A rebel attack took the force by surprise at the same place — 6km west of Goaltore on the road to Lalgarh — where their advance had been repulsed last evening.
A jawan took three bullets, and splinters from a landmine hit four policemen, between Tinboni and Kadashole.
About 140 men from the Eastern Frontier Rifles were leading the march on the road that cuts through paddy fields around 4.15pm when bandanna-wrapped heads could be seen to the left. But bereft of binoculars, the police could see just the heads and not the rifles lying at the men’s feet, caught on the telescopic cameras of the trailing journalists.
When the heads started moving one by one, the police mistook them for those of retreating villagers. After the movement stopped, the police realised the enemy had taken position. Then arrows started raining on the policemen on the road, mostly armed with shields and batons.
The few who had rifles asked their officers if they should fire, but one of the three additional superintendents leading the march ordered tear-gas shelling.
In reply to the tear gas came bullets. The heads were now closing in on the police, who were running for cover, when the landmine went off.
At one point, the entire force had gone into hiding leaving the additional superintendents to fend for themselves.
However, the force regrouped and returned fire from the roof of a forest office and a three-storey building on the outskirts of Tinboni, about 400 metres from the enemy line.
The police’s retaliatory fire became stronger with the arrival of reinforcements around 5.30pm and the gun battle continued for an hour.
As night fell, the forces withdrew to Goaltore but one of the additional superintendents claimed the Maoists had suffered heavier blows than the police. “We saw six of them being carried away.

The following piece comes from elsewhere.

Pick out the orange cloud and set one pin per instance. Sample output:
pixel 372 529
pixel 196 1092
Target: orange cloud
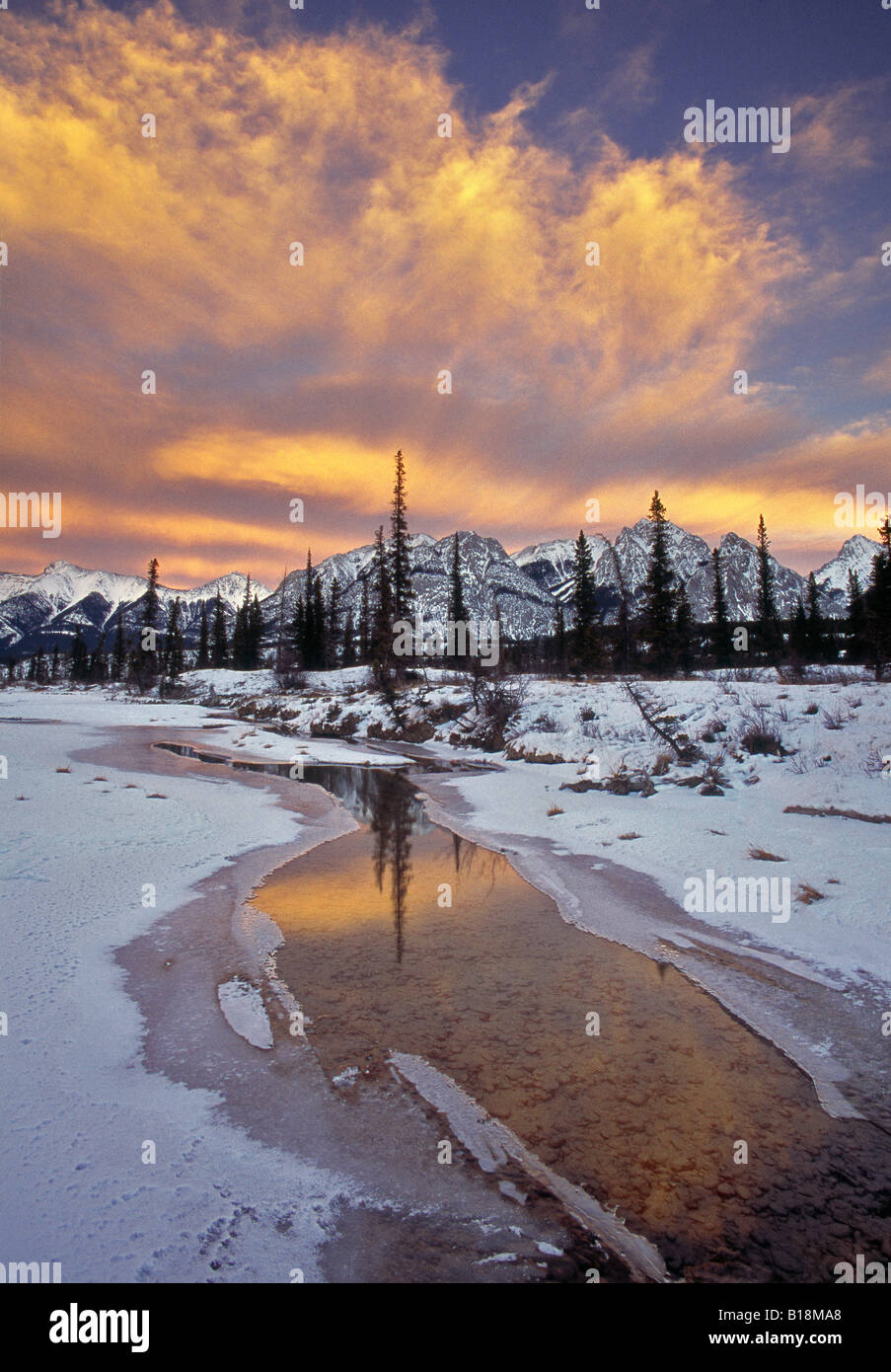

They must be dead,” he said.
Elsewhere, the march through the Jhitka forest, led by a minesweeper, flanked by the Cobras and tailed by a long line of cops, ended in Lalgarh almost uneventfully.
Kadashole, about 30km from Lalgarh, proved the battle had just begun. The challenge would be to flush out the guerrillas and their supporters from the surrounding villages.
Those injured today included jawan Tarun Pyne, who was hit by bullets in his right hand and leg, ASI Dipak Pandey (splinter in right hand) and jawans Amit Sasmal (splinter in the groin) and Sandip Dutta (splinter in the right wrist).
The four policemen injured in yesterday’s blast near Pirakata were brought to Calcutta. SDPO Amit Javalgi and his security guard Ajit Pal, 36, need surgery to repair their perforated eardrums. Liaqat Ali, 49, who drives Javalgi’s jeep, has splinters in his head.